From January 2009 to January 2017, Dr. Holdren was President Obama’s Science Advisor and Senate-confirmed Director of the White House Office of Science and Technology Policy (OSTP), becoming the longest-serving Science Advisor to the President in the history of the position. His responsibilities in his White House role included advising the President on all science and technology (S&T) issues bearing on the national agenda, including the role of S&T in the economy, public health, energy and climate change, the oceans and the Arctic, the Nation’s space program, and national & homeland security. He was also responsible for coordinating R&D strategy & budgets across the Executive Branch; overseeing interagency S&T programs, including the U.S. Global Change Research Program; developing initiatives in STEM education; advancing scientific integrity and openness in government; and representing the U.S. government in interactions with the U.S. and global science and engineering communities.
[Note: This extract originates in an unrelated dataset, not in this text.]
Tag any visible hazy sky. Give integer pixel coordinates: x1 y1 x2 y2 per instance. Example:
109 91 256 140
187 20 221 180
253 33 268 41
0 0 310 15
His responsibilities also included serving as Chair of the interagency National Science and Technology Council and Co-Chair of the President’s Council of Advisors on Science and Technology (PCAST).

Dr. Holdren earned S.B. (1965) and S.M. (1966) degrees from M.I.T. in aeronautics and astronautics and a Ph.D. (1970) from Stanford in aero/astro and theoretical plasma physics. Before joining Harvard, he held campus-wide professorial appointments at the University of California, Berkeley, co-founding in 1973 and co-leading until 1996 the interdisciplinary graduate-degree program in energy and resources (the Energy and Resources Group). Prior to that he was a theoretical physicist in the Theory Group of the Magnetic Fusion Energy Division at the Lawrence Livermore National Laboratory (1970-72) and a Senior Research Fellow at Caltech in the Division of Humanities and Social Sciences and the Caltech Environmental Quality Laboratory (1972-73). He served from 1991 to 2005 as a member of the Board of Trustees of the MacArthur Foundation and from 1994 to 2005 as Chairman of the Committee on International Security and Arms Control at the National Academy of Sciences. During the Clinton Administration, he served for both terms on the President’s Council of Advisors on Science and Technology, leading PCAST studies requested by the President on managing surplus nuclear-explosive materials, fusion-energy research, energy-technology innovation for 21st-century challenges, and international cooperation on energy R&D. He served as Co-Chair of the independent, bipartisan National Commission on Energy Policy from 2002 to 2007. He was successively President-Elect, President, and Chair of the Board of the AAAS in 2005-2008.

Dr. Holdren is a member of the U.S. National Academy of Sciences, the U.S. National Academy of Engineering, the American Philosophical Society, the American Academy of Arts and Sciences, the American Academy of Political and Social Science, and the Council on Foreign Relations. He is also a foreign member of both the Royal Society of London and the Indian National Academy of Engineering. His other honors include one of the first MacArthur Prize Fellowships (1981), the Volvo International Environment Prize (1993), the Tyler Prize for Environment (2000), the Heinz Prize for Public Policy (2001), the Gwangha Medal of the Republic of Korea (2017), the Moynihan Prize of the American Academy of Political and Social Sciences (2018), the Order of the Rising Sun from the government of Japan (2019), the Arthur Bueche Award of the National Academy of Engineering (2021), the International Science and Technology Cooperation Medal of the People’s Republic of China (2021), the Public Welfare Medal of National Academy of Sciences (2022), and seven honorary doctorates. In 1995 he gave the acceptance speech for the Nobel Peace Prize on behalf of the Pugwash Conferences on Science and World Affairs, an international organization of scientists and public figures in which he served in leadership positions from 1982 to 1997.

John and his wife, biologist Dr. Cheryl Holdren, have been married since 1966. They have two children and five grandchildren and live on Cape Cod.